Disney researchers built the first tetherless hopping robot

The researchers haven't revealed the potential applications, but we can't imagine Disney will have trouble finding a way to monetize the self-powered bouncing robot.
Written by Kelly McSweeney, Contributor

A team at Disney Research (yes, as in Walt Disney) has made the first tetherless hopping robot. This type of single-legged hopping robot is typically only used to study balance issues, but that's because previous versions had to be plugged in. Disney's latest version runs on battery power, so it doesn't need to be plugged into an external motor or power source. Now that the robot is untethered, it can be used outside the lab.

The robot weighs less than five pounds, stands about one-foot-tall, and consists of a leg and a torso. The leg uses a type of motor that operates similarly to a loudspeaker. It is called a linear elastic actuator in parallel, which has the convenient acronym LEAP.

Disney hasn't commented on potential applications for the hopping robot, but in a paper describing the study, the researchers wrote that "legged robots are useful because among other advantages, they can overcome uneven terrain, and can entertain an audience as they act out complex movements." Certainly, Disney won't have trouble finding a way to monetize the self-powered bouncing robot.

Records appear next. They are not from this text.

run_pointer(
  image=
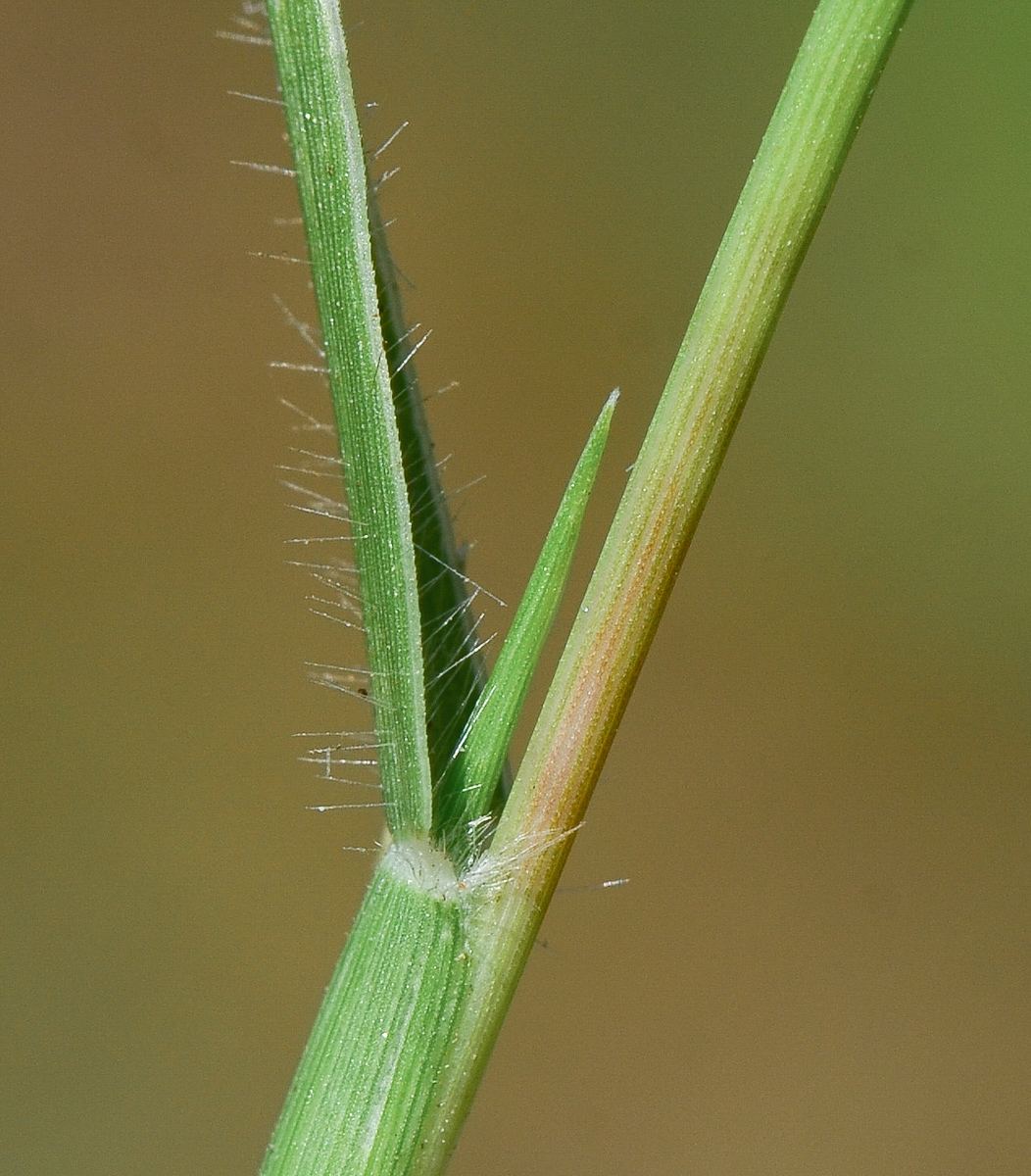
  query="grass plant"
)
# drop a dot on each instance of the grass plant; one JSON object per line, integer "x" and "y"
{"x": 469, "y": 864}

In experiments, the researchers demonstrated that the robot could keep its balance for seven seconds, or 19 hops, which isn't all too impressive. However, they succeeded in proving that this kind of robot can be untethered, and they are confident that its performance can be improved with a few simple upgrades. They suggest that future iterations would balance for longer if the robot is made with better hardware and if the on-board computer power is increased by using a mini computer such as an Odroid or a Raspberry Pi.

While it's a bit surprising that robotic breakthroughs are coming from a company that is better known for children's movies and theme parks, Disney Research is actually quite serious. The official purpose of this R&D arm of Disney is "to pursue scientific and technological innovation to advance the company's broad media and entertainment efforts." Its labs, which are located in Los Angeles, Pittsburgh, and Zürich, have made other recent breakthroughs in robotics, as well as technology such as 3D printing, wearables, and of course, animation.